その人も私と同様にソシャゲをやりつつコラボカフェに通ったりグッズを購入するタイプの推し活民でした。
私達以外にも何かしらの推し活に勤しむ人が多い職場だったので、仕事中も推し活絡みの話をする機会があり、その最中のことだったと思います。
確か私と先輩のコラボカフェ散財っぷりに対してのひとことでした。
あれを買った、あのライブに行った、あのカフェでドリファイしたなどと話していたら、「大丈夫ですか」と声をかけられたのです。
一体何を心配されているのかと首をかしげる私と先輩に、少し素っ気ない態度で彼女はそう告げました。
このひとことが、私は数年経った今でも忘れられないのです。
お金を使うことは、楽しいことなのでしょうか?
少し調べてみると、ドーパミンが出るだとか、社会とのコミュニケーションだとか、ストレスや不安が紛れるとか、様々な話に行き当たります。
消費とドーパミンの関係性についてはよく耳にしますが、その他は結構ばらばらで。
シチュエーションやその人の置かれた環境によって“楽しい”の方向性が変わるのだろうなと感じました。
その中で私が気になったのは、「今ある状況をコントロールする感覚になれる」というもの。
メインブログ「1.600万円を発見した話」で書いた“選択への渇望”を思い出したのです。
確かに当時の私には、欲や衝動を自覚しながら身を任せるという選択することが度々ありました。
むしろ、その瞬間にその選択を失わないように日頃の生活では節約をしていたのです。
だから、その選択を実現できた瞬間に楽しさを感じるのは当然と言えば当然でした。
ですが、節約家という視点でお話すると、お金を使うことは苦痛であると言われたほうが腑に落ちます。

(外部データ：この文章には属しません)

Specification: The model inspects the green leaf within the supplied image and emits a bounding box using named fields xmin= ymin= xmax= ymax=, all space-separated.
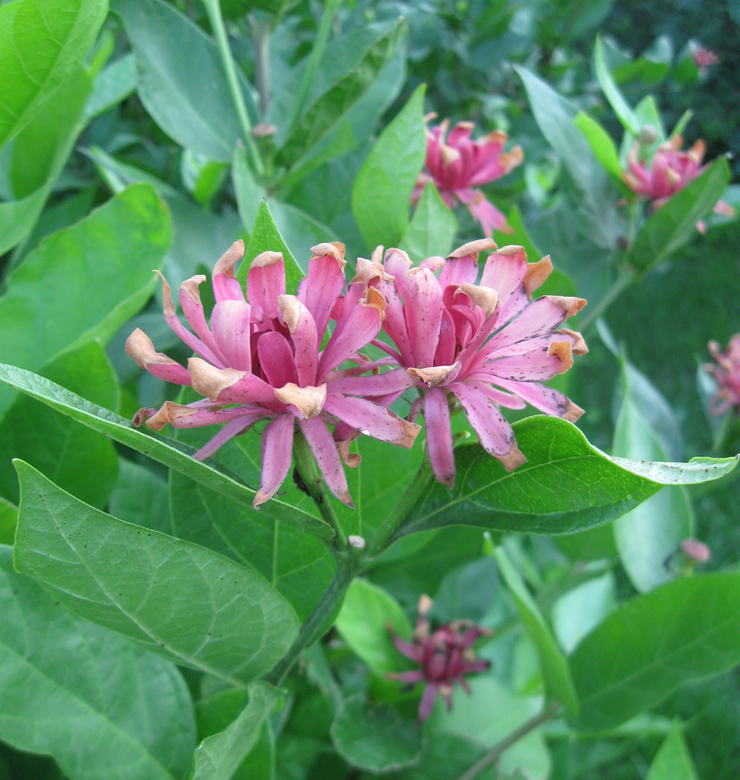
xmin=352 ymin=85 xmax=427 ymax=248
xmin=335 ymin=579 xmax=411 ymax=675
xmin=594 ymin=36 xmax=641 ymax=135
xmin=573 ymin=111 xmax=629 ymax=192
xmin=629 ymin=157 xmax=730 ymax=275
xmin=492 ymin=539 xmax=578 ymax=714
xmin=0 ymin=342 xmax=118 ymax=507
xmin=397 ymin=415 xmax=737 ymax=536
xmin=401 ymin=181 xmax=457 ymax=263
xmin=234 ymin=200 xmax=311 ymax=293
xmin=15 ymin=461 xmax=298 ymax=685
xmin=0 ymin=184 xmax=172 ymax=415
xmin=188 ymin=682 xmax=283 ymax=780
xmin=331 ymin=695 xmax=424 ymax=773
xmin=277 ymin=19 xmax=406 ymax=167
xmin=0 ymin=547 xmax=195 ymax=780
xmin=0 ymin=364 xmax=334 ymax=539
xmin=570 ymin=572 xmax=740 ymax=731
xmin=111 ymin=0 xmax=254 ymax=162
xmin=613 ymin=359 xmax=692 ymax=592
xmin=0 ymin=0 xmax=108 ymax=147
xmin=169 ymin=420 xmax=335 ymax=620
xmin=85 ymin=53 xmax=136 ymax=119
xmin=645 ymin=724 xmax=698 ymax=780
xmin=429 ymin=675 xmax=551 ymax=780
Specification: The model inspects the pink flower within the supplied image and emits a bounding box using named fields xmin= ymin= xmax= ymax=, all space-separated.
xmin=704 ymin=333 xmax=740 ymax=415
xmin=622 ymin=135 xmax=735 ymax=227
xmin=126 ymin=241 xmax=419 ymax=507
xmin=388 ymin=596 xmax=491 ymax=723
xmin=411 ymin=114 xmax=524 ymax=236
xmin=356 ymin=238 xmax=588 ymax=487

選択して使うことには快感を覚えても、純粋にお金を使うこと自体は喜ばしくないのが節約家の性です。
事前に『コラボカフェでドリファイするぞ』とか『高級桃パフェを食べるぞ』と心に決めておかなければ、出費に至る前に挫折してしまいます。
当時の私だって、出費を惜しまないと決めた推し活でなければ楽しく散財報告会なんてしていなかったでしょう。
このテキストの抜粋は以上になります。